By Kimberly Beltran | SI&A Cabinet Report – News & Resources http://bit.ly/1bcSMxE
Friday, September 27, 2013 :: In a signal to school officials that the Brown administration is unlikely to burden districts with additional compliance requirements tied to the new Local Control Funding Formula, the governor on Thursday vetoed legislation that would have conditioned the funds with new reporting and tracking mandates of English learners.
AB SB 344 by Sen. Alex Padilla, D-Los Angeles, Gov. Jerry Brown stood firm in his promise to apply the “principle of subsidiarity” – that is, giving local agencies authority to make their own spending decisions.

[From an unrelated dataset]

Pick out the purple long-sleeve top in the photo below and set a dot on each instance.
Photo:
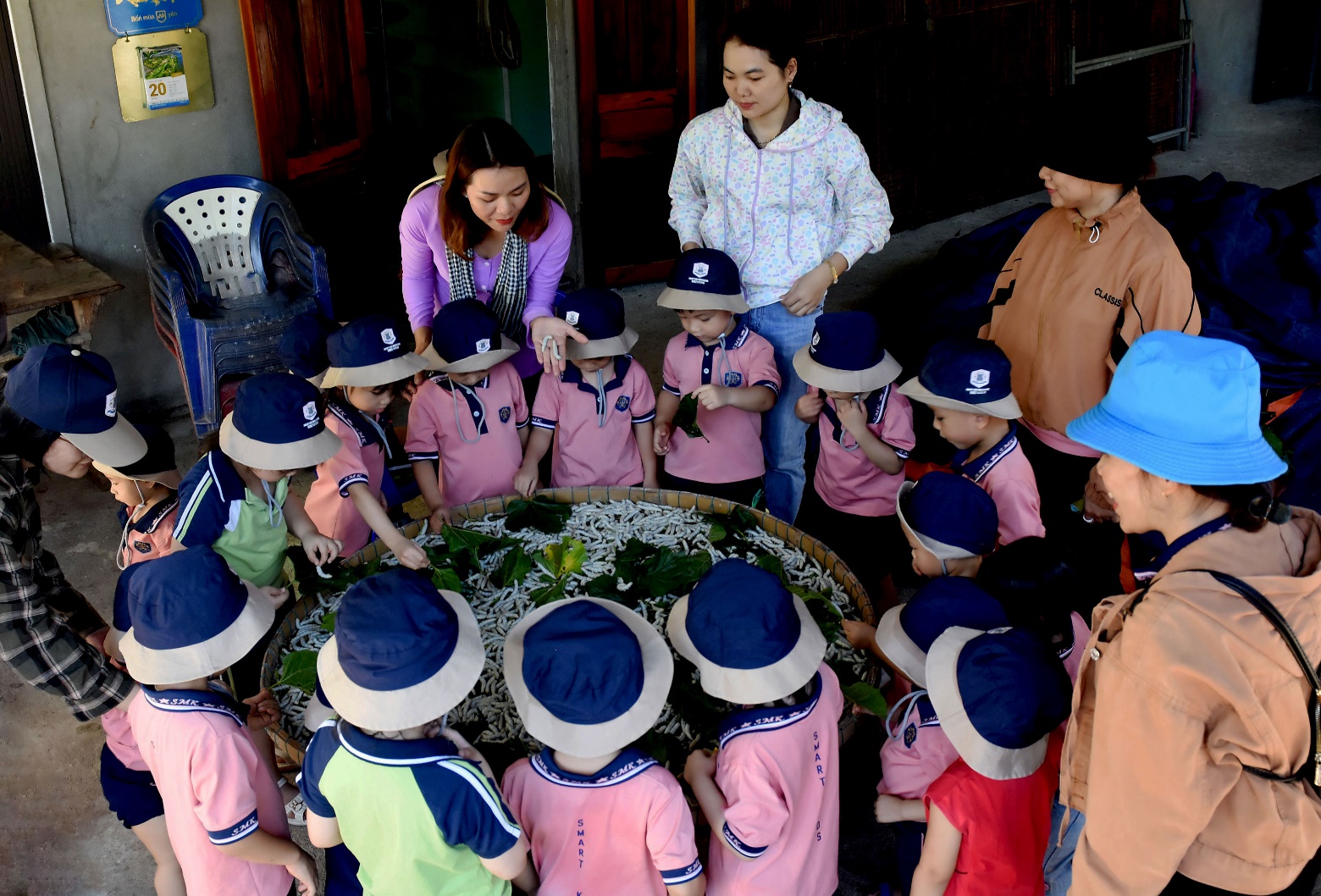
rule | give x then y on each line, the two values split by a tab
426	276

Brown also sided with critics of the bill – which included the California Teachers Association – who called the legislation premature given that the California State Board of Education is in the process of developing LCFF accountability regulations.
“This bill interferes with the work of the State Board of Education as it implements, through an open and transparent process, the Local Control Funding Formula,” Brown wrote in a veto message. “Moreover, it contains provisions contrary to the July budget agreement. For these reasons, I am unable to sign this bill.”

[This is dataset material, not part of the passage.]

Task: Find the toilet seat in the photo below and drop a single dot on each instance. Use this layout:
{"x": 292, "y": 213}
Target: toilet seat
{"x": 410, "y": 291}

Brown’s reaction to the bill was being closely watched by the K-12 community, many of which have been anxious about exactly how the state board and the California Department of Education would translate legislative priorities and intent into hard and fast regulation.
As a result, there might be a sense of relief. The governor’s veto would seem to suggest his desire to have the LCFF regulations impose as light a burden as possible on schools while meeting the letter of the law.

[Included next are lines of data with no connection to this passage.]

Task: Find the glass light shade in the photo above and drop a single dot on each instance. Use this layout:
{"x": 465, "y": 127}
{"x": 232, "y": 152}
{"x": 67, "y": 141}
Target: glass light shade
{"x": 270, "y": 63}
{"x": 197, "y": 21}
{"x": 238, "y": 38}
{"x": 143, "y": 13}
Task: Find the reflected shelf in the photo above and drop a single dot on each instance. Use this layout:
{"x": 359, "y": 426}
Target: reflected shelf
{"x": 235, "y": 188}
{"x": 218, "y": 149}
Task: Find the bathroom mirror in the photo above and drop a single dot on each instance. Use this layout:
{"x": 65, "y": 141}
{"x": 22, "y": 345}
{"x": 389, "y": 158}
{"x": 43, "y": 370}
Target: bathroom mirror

That said, there remains significant support within the Legislature to tighten the accountability provisions within the LCFF.
Even though a major feature of the program is to provide state grants specifically to help schools and districts that serve large populations of English learners as well as other educationally disadvantaged students, critics have argued that it does not go far enough in ensuring districts will spend the money as the Legislature and the governor have directed.
Toward that end, Padilla, one of the Legislature’s strongest advocates for English learners, put forward his bill to expand the scope of annual external school audits to include analysis of whether funds delivered under the LCFF have been spent properly by local educational agencies on services for English learners and low income students.
The bill, which faced opposition from statewide school organizations during committee hearings in the final months of the session, called for districts to report as part of the LCFF accountability plan the participation by teachers, administrators and other staff in professional development and induction programs.
It would have lowered the student-population trigger for when districts must establish English learner parent advisory committees, and provided that county offices of education have parent councils on English learners as a condition of receiving LCFF money.
Finally, the bill would have prohibited districts from using unspent funds from the Economic Aid Program – money for disadvantaged students that has now been absorbed into the LCFF – for any other purpose than its original intent.
The LCFF gives local school boards far more control over spending decisions. But the LCFF also mandates new accountability measures that include requirements for districts to get input from parents and the community before money is spent and for school managers to use new indicators for tracking student performance.
Districts are also required to adopt accountability plans that detail how they will use the new state money to support disadvantaged students.
The state board is required to develop templates for the accountability plan by March 31, 2014. Districts must adopt the new plans by July 1, 2014.